Full walkthrough: TypeScript guide.

Python

pip install codecai

import asyncio, httpx
from codecai import Detokenizer, decode_msgpack_stream, load_map

async def main():
    m = await load_map(
        url="https://cdn.jsdelivr.net/gh/wdunn001/codec-maps/maps/qwen/qwen2.json",
        hash="sha256:887311099cdc09e7022001a01fa1da396750d669b7ed2c242a000b9badd09791",
    )
    detok = Detokenizer(m)
    async with httpx.AsyncClient() as client:
        async with client.stream(
            "POST", "http://localhost:8000/v1/completions",
            json={
                "model": "Qwen/Qwen2.5-7B-Instruct",
                "prompt": "Explain entropy in one paragraph.",
                "stream_format": "msgpack",
                "max_tokens": 256,
            },
        ) as resp:
            async for frame in decode_msgpack_stream(resp.aiter_raw()):
                print(detok.render(frame.ids, partial=not frame.done), end="", flush=True)

asyncio.run(main())

Full walkthrough: Python guide.

.NET

dotnet add package Codec.Net

using System.Net.Http.Json;
using Codec;

var map = await MapLoader.LoadAsync(new LoadOptions {
    Url  = "https://cdn.jsdelivr.net/gh/wdunn001/codec-maps/maps/qwen/qwen2.json",
    Hash = "sha256:887311099cdc09e7022001a01fa1da396750d669b7ed2c242a000b9badd09791",
});

using var http = new HttpClient();
using var req = new HttpRequestMessage(HttpMethod.Post, "http://localhost:8000/v1/completions") {
    Content = JsonContent.Create(new {
        model = "Qwen/Qwen2.5-7B-Instruct",
        prompt = "Explain entropy in one paragraph.",
        stream_format = "msgpack",
        max_tokens = 256,
    }),
};
using var resp = await http.SendAsync(req, HttpCompletionOption.ResponseHeadersRead);

var detok = new Detokenizer(map);
await using var body = await resp.Content.ReadAsStreamAsync();
await foreach (var frame in StreamDecoder.DecodeMsgpackStreamAsync(body)) {
    Console.Write(detok.Render(frame.Ids, new DetokenizeOptions { Partial = !frame.Done }));
}

Full walkthrough: .NET guide.

C

# CMakeLists.txt
include(FetchContent)
FetchContent_Declare(codec
  GIT_REPOSITORY https://github.com/wdunn001/Codec.git
  GIT_TAG        main
  SOURCE_SUBDIR  packages/c
)
FetchContent_MakeAvailable(codec)
target_link_libraries(your_app PRIVATE codec::codec)

#include <codec/codec.h>
/* See packages/c/examples/stream_decode.c for an end-to-end runnable program. */

Full walkthrough: C guide.

What you just did

In every language, the recipe is the same four steps:

Load a vocab map — tells your client which tokenizer the server’s IDs belong to.
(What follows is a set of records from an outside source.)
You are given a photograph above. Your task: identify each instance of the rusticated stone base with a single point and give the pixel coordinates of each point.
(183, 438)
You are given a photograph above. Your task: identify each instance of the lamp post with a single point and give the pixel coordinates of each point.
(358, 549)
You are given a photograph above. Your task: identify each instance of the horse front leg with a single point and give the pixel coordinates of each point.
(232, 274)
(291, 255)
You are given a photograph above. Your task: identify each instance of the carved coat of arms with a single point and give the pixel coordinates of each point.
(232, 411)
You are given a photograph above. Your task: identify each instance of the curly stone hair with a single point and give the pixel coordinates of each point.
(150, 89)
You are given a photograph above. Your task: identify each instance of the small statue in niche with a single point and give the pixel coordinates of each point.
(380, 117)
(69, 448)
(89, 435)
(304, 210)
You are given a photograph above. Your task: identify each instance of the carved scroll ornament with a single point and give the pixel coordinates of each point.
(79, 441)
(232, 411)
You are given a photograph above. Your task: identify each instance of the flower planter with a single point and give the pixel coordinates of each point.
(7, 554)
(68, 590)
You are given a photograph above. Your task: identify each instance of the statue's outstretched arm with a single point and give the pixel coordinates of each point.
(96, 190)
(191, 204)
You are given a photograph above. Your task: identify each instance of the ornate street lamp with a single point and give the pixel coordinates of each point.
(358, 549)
Maps are sha256-content-addressed and cached.
POST a completion request — identical to your normal /v1/completions call, with one extra field: stream_format: "msgpack" (or "protobuf").
Decode the binary stream — helper functions yield one CodecFrame per {ids, done, finish_reason}.
Detokenize at the edge — only when a human is going to read it. Internal hops keep the IDs.

That’s the whole API. The same four-step shape appears in every binding.